My program reads the input, creates the huffman tree and creates a corresponding dictionary holding the codes for each byte which has the following struct:
struct dictentry { int byte; string enc; size_t depth; dictentry(int byte, string enc) { this->byte = byte; this->enc = enc; this->depth = enc.length(); } }; class HuffDict { vector<dictentry> dict; string b2enc(unsigned char byte); ...... };
So in the end each byte occuring in the input file is assigned a string with it's code for example: 54 - '001', 55 - '010' and so on.
Now in order to create the actual bytes that will be written in the output file, I have created a function that looks in the dictionary and returns the code for a byte argument. VS profiler listed this function highest in execution time:
string HuffDict::b2enc(unsigned char byte) { for (vector<dictentry>::iterator it = dict.begin(); it != dict.end(); ++it) { if ((*it).byte == byte) { return (*it).enc; } } return ""; }
In order to put together the actual bytes to write I am first creating a string of 0-1s by concatenating string codes and then read them in chunks of 8, where I use bitwise operations to eventually convert the string representation of a byte to a number.
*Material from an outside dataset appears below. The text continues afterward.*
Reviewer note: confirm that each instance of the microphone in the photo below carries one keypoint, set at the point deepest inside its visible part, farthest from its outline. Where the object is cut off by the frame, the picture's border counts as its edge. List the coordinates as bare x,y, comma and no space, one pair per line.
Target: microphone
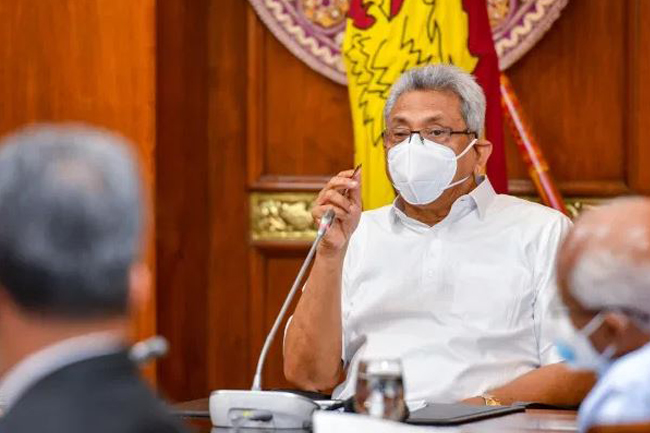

The following is a class method which does this exact thing and ENC_BUFFER is a constant number which I 've set to 16kB.
int HuffEncoder::encode_chunk() { int bitstreampos = 0; //position in the bitstream unsigned char byte = 0; //the byte to be added to the bitstream string str2enc = ""; //string of at least 8 bits to encode while ((bitstreampos <= ENC_BUFFER) && (!this->done)) { byte = 0; str2enc = ""; str2enc += this->strleftover; while (str2enc.length() < 8) { str2enc += (*dict).b2enc(buffer[this->pos]); this->pos++; if (this->pos >= this->len) { this->done = true; break; } } this->leftover = str2enc.length() - 8; if (this->leftover > 0) { this->strleftover = str2enc.substr(8, 8 + this->leftover); str2enc = str2enc.substr(0, 8); } else if (this->leftover < 0) { this->lastbits = str2enc.length(); } else { this->strleftover = ""; } //bitwise operations to construct byte from str2enc for (string::size_type i = 0; i < str2enc.size(); ++i) { if (str2enc[i] == '1') { byte += 1 << (7 - i); } } this->bitstream[bitstreampos] = byte; bitstreampos++; } return bitstreampos; //bitstreampos actually holds the byte size of the chunk }
It's declaration is a bit hectic but I'll include it in case it helps:
class HuffEncoder { HuffDict *dict; char *buffer; int len; char bitstream[ENC_BUFFER]; //the resulting bitstream after encoding int pos = 0; //current position in buffer int leftover = 0; //how many bits were left over from previous bitstream string strleftover = ""; bool done = false; public: unsigned char lastbits = 0; HuffEncoder(char* buffer, int len, HuffDict* dict) { this->buffer = buffer; this->len = len; this->dict = dict; } int encode_chunk(); //encodes a chunk of the buffer into the bitstream and returns the size of bitstream bool isdone() { return this->done; } char* get_bitstream_ptr() { return bitstream; }; };
So to wrap it all, my question is: is there a different approach I can use to create the resulting encoded bytes (probably with no string involvement)? Or any other kind of improvement that you can think of?